Advanced Fluid Mechanics

Winter Quarter 2019

Stefan LLEWELLYN SMITH
EBUII 574
x23475
http://mae.ucsd.edu/~sgls

Homework V

Due

Friday February 21, 2019, in class (or before).

Problems (MYO is the textbook; 8th edition)

  1. MYO 9.6
  2. MYO 9.16
  3. MYO 9.38
  4. MYO 9.78
  5. MYO 9.96
  6. MYO 9.104
  7. MYO 9.122
  8. Write a paragraph about lift and drag and the role of fluid mechnics on either automobiles or ships (but not aircraft for a change). Cite your sources.

Comments

This homework covers Chapter 9 of the book (more material than usual because there was no homework due last week).

Chapter 9 covers flows past bodies. It starts with a general introduction, in which the overall geometry of these flows and their dependence on Reynolds number, Re, is discussed. For small Re, the influence of viscosity is felt far from the body. For high Re, it is felt in a narrow layer close to the body and in the wake of the body.
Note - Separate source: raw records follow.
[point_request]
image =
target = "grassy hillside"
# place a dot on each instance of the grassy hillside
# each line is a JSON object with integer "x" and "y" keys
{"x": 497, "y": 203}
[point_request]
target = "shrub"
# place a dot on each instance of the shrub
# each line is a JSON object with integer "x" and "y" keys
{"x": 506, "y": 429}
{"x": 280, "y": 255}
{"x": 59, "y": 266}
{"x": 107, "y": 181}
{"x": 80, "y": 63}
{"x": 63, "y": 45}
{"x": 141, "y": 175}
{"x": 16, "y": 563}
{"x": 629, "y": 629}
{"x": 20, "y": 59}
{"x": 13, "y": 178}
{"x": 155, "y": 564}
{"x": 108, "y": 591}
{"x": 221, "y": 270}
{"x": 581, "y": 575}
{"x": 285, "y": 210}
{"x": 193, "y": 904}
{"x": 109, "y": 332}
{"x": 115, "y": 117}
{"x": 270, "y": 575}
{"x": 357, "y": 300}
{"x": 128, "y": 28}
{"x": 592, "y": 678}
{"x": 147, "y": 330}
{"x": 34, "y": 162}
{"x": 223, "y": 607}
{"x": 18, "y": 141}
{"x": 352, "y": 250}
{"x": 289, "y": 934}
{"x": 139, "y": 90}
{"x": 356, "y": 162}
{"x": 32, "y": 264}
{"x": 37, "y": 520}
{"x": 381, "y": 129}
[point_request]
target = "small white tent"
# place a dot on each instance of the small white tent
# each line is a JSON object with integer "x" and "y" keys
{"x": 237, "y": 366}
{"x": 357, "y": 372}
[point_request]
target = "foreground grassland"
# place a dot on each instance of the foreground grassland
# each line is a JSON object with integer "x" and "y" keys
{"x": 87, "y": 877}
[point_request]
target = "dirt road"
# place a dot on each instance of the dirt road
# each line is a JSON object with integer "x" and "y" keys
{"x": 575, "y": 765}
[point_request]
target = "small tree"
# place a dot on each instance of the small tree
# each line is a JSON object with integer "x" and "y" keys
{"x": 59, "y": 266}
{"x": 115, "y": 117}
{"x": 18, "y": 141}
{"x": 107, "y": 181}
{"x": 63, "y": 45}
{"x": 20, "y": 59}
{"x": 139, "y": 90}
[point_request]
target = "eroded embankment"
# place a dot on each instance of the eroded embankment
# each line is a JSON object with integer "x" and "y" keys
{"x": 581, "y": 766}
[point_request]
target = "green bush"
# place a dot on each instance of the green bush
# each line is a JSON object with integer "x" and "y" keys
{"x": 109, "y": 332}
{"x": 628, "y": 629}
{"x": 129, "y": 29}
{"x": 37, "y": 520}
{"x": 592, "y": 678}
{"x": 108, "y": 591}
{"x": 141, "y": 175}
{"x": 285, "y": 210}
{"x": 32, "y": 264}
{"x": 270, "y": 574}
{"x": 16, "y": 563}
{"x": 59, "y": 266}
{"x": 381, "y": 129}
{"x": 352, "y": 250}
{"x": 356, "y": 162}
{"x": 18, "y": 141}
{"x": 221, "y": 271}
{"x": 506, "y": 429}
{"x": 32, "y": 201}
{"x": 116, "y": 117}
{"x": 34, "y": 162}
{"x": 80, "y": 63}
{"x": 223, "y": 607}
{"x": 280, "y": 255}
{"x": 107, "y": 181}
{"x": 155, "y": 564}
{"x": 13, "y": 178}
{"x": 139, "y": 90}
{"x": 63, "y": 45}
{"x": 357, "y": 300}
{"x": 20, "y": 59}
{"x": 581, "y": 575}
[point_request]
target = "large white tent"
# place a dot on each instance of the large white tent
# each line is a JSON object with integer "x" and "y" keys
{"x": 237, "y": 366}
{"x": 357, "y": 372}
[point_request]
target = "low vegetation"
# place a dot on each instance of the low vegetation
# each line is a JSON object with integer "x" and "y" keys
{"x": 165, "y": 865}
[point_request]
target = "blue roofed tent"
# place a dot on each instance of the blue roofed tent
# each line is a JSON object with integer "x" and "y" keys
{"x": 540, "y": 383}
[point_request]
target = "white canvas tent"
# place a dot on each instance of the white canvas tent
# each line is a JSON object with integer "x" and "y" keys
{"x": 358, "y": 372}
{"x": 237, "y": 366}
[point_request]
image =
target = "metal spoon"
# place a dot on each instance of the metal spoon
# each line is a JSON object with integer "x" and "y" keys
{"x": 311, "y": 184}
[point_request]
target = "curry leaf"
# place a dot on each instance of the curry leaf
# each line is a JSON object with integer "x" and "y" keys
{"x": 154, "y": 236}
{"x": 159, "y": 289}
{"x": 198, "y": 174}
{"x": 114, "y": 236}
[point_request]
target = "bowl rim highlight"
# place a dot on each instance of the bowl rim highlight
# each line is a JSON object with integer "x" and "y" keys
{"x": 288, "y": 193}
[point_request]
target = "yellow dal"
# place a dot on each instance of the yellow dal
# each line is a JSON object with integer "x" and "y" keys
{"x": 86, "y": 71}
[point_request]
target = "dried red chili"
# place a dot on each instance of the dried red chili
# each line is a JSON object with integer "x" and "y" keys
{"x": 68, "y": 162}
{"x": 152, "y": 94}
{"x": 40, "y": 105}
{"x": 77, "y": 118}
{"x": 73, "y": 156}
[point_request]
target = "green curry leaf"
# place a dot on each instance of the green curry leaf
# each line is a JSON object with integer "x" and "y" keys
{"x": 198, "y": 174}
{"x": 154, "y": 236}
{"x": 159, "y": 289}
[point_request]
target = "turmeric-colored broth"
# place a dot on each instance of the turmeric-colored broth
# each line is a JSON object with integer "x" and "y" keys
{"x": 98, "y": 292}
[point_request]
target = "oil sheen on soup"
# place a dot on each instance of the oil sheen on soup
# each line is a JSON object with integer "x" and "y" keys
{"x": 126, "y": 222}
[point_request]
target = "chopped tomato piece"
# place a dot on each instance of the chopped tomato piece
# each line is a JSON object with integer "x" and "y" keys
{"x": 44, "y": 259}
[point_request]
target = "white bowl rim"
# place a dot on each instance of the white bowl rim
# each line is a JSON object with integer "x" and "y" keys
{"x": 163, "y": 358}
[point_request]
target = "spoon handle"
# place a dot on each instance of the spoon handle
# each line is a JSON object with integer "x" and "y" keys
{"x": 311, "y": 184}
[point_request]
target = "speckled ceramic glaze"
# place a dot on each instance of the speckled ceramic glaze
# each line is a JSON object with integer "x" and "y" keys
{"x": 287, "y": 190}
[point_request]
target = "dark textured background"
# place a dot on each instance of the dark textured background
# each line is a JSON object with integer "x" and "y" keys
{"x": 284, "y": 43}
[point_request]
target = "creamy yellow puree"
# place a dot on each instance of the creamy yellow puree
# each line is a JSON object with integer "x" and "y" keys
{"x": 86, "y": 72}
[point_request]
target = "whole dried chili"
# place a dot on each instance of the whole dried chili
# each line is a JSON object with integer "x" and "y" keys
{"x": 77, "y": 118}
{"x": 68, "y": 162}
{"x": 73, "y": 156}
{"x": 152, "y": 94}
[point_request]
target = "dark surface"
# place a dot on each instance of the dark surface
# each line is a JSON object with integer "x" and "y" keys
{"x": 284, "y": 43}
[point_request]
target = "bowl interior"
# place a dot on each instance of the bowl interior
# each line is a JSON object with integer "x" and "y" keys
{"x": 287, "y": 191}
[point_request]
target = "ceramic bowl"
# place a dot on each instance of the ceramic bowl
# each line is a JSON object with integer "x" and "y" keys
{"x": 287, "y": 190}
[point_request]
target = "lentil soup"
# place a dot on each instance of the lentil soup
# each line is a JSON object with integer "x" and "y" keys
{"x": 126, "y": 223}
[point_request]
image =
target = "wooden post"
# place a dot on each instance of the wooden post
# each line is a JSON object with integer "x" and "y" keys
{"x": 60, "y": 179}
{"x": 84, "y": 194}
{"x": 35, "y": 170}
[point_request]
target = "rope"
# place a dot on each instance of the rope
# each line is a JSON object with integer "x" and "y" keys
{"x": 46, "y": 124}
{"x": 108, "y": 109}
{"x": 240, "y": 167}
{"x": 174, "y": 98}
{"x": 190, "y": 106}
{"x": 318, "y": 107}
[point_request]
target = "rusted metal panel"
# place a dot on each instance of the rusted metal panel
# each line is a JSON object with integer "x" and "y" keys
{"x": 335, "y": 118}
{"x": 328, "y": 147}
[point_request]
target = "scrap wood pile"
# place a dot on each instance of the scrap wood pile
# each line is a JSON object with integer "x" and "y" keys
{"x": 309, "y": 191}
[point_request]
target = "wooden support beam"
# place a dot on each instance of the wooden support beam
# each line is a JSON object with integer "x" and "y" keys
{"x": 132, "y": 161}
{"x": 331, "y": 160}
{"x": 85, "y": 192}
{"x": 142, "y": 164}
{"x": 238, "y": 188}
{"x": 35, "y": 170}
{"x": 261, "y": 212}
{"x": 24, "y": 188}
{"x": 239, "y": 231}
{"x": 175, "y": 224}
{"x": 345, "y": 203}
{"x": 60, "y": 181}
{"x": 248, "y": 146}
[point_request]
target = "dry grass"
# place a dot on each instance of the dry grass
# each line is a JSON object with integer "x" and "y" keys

The force on the body, which is conventionally decomposed into drag along the direction of motion and lift perpendicular to motion, can be obtained by integrating the stress over the body. The tangential stress is directly due to friction and is important along a flat plate for example. However, there is also pressure (or form) drag, which arises from the fact that the pressure in the wake of a body, especially a bluff body, is substantially different from the pressure on its leading side. The result is an imbalance in the integral of pressure, i.e. drag.

Section 9.2 examines boundary layers. It presents the Blasius solution for the boundary layer over a flat plate, corresponding to no pressure gradient along the boundary. This comes from solving an ODE because of the existence of a similarity variable. The form of the variable shows that the boundary layer thickness grows like the square root of the distance along the surface. Approximate solution methods (the momentum integral approach) are then presented. These can be applied to situations in which the boundary layer becomes turbulent or there is a pressure gradient. An adverse pressure gradient (one in which the flow decelerates as it moves past the boundary) leads to separation.

Section 9.3 treats drag. The approach is mostly empirical and based on dimensional analysis. The relevant nondimensional parameter is the drag coefficient, which is presented graphically as a function of Reynolds number for different body shapes.

Section 9.4 on lift is quite similar. However, the important notion of circulation (integral of velocity along a closed curve, mentioned briefly in MAE 101A) is mentioned.